The Kiel Employment Agreement commenced as of January 20, 2017 and continues through December 31, 2018, unless earlier terminated
pursuant to its terms. From and after December 31, 2018, the Kiel Employment Agreement will automatically renew for successive
one-year periods, unless the Company elects not to extend the term upon 90 days’ advance notice to Mr. Kiel.
During
the term of the employment arrangement, Mr. Kiel will continue to serve as the Company’s Chief Executive Officer, President
and Chief Financial Officer. Mr. Kiel will be entitled to a base salary at the annualized rate of $100,000 ($8,333.33 monthly)
and will be eligible to receive an annual performance bonus upon meeting certain requirements described below and to participate
in employee benefit plans as the Company may maintain from time to time.
Pursuant
to the Kiel Employment Agreement, Mr. Kiel will be eligible to receive an annual performance bonus, in cash, based on the percentage
growth in the Company’s book value per share during each calendar year, subject to a 5% hurdle. The amount of the annual
bonus will equal a ten times multiple (10X) of the product of (i) Mr. Kiel’s annualized base salary, times (ii) the percentage
increase—in excess of 5%—in the Company’s book value per share at December 31 of the applicable calendar year
over the Company’s book value per share at December 31 of the immediately preceding year. Mr. Kiel must be employed by the
Company as of December 31 of a given calendar year in order to earn and be eligible to receive any annual bonus in respect of
such year. If Mr. Kiel’s employment with the Company terminates as a result of a termination for cause by the Company or
Mr. Kiel’s resignation, then Mr. Kiel will forfeit any earned but unpaid annual bonus.
Pursuant
to the Kiel Employment Agreement, the Company may terminate Mr. Kiel’s employment for “cause” upon the Company’s
determination that Mr. Kiel has committed certain acts enumerated in the Kiel Employment Agreement. The Company otherwise may
terminate Mr. Kiel’s employment, and Mr. Kiel may resign and terminate his employment, at any time for any reason or for
no reason upon five (5) business days’ prior written notice.
In the event that Mr. Kiel’s employment with
the Company terminates as a result of his death or disability, Mr.

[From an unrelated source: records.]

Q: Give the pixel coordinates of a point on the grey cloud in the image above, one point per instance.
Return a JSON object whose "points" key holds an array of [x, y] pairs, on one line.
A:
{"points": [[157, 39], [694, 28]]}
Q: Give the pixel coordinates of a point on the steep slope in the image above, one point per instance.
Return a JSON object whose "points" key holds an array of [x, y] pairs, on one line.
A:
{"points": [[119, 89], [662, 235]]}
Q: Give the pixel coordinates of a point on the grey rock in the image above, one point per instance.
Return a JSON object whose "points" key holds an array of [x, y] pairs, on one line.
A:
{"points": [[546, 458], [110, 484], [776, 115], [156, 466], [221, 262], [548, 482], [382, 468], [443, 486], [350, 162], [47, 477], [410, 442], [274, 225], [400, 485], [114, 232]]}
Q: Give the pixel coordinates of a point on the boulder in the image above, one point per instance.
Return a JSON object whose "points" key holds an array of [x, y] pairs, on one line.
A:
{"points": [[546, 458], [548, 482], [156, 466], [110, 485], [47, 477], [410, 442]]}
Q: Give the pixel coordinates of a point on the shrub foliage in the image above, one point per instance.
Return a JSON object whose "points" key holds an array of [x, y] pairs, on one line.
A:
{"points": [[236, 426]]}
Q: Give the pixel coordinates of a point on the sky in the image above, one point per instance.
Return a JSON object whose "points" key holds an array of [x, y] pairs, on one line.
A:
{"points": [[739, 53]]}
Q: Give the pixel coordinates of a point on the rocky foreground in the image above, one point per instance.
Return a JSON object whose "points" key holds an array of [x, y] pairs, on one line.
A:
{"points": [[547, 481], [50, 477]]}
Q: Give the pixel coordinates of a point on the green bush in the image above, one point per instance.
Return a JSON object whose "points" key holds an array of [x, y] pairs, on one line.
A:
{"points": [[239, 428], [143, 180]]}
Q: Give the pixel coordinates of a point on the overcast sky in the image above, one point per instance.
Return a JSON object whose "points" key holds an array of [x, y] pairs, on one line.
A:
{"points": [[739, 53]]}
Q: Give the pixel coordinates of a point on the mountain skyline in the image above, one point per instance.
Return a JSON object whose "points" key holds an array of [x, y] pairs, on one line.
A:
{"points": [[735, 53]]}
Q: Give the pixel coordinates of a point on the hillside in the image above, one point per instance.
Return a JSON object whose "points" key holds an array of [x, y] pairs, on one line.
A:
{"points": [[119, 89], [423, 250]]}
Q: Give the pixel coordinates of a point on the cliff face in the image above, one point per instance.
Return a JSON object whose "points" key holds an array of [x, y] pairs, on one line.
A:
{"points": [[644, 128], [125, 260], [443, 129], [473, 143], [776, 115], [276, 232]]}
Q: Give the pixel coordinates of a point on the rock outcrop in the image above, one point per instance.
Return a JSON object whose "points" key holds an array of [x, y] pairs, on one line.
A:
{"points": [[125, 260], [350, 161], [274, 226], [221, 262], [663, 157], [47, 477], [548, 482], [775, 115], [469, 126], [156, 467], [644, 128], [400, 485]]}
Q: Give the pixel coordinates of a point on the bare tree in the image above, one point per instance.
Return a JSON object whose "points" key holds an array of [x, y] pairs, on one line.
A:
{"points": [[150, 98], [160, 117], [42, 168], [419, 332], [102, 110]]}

Kiel will be entitled to payment of his salary through the
date of termination and for a period of two (2) months
thereafter, any previously earned but unpaid annual bonus, any
amounts accrued or payable under any employee benefit plans and any unreimbursed business expenses. In the event that Mr.
Kiel’s employment terminates as a result of a termination for cause by the Company or Mr. Kiel’s resignation, Mr.
Kiel will be entitled to payment of his salary through the date of termination and any unreimbursed business expenses. In the
event that Mr. Kiel’s employment terminates as a result of a termination by the Company without cause, Mr. Kiel will be
entitled to payment of his salary through the date of termination, any previously earned but unpaid annual bonus, any amounts
accrued or payable under any employee benefit plans and any unreimbursed business expenses.
The
description of the Kiel Employment Agreement above is a summary of certain of its material terms, does not purport to be complete,
and is qualified in its entirety by reference, including for other terms and conditions of Mr. Kiel’s arrangement, to the
Kiel Employment Agreement, a copy of which is attached hereto as
Exhibit 10.1
and incorporated into this Item 5.02 by reference.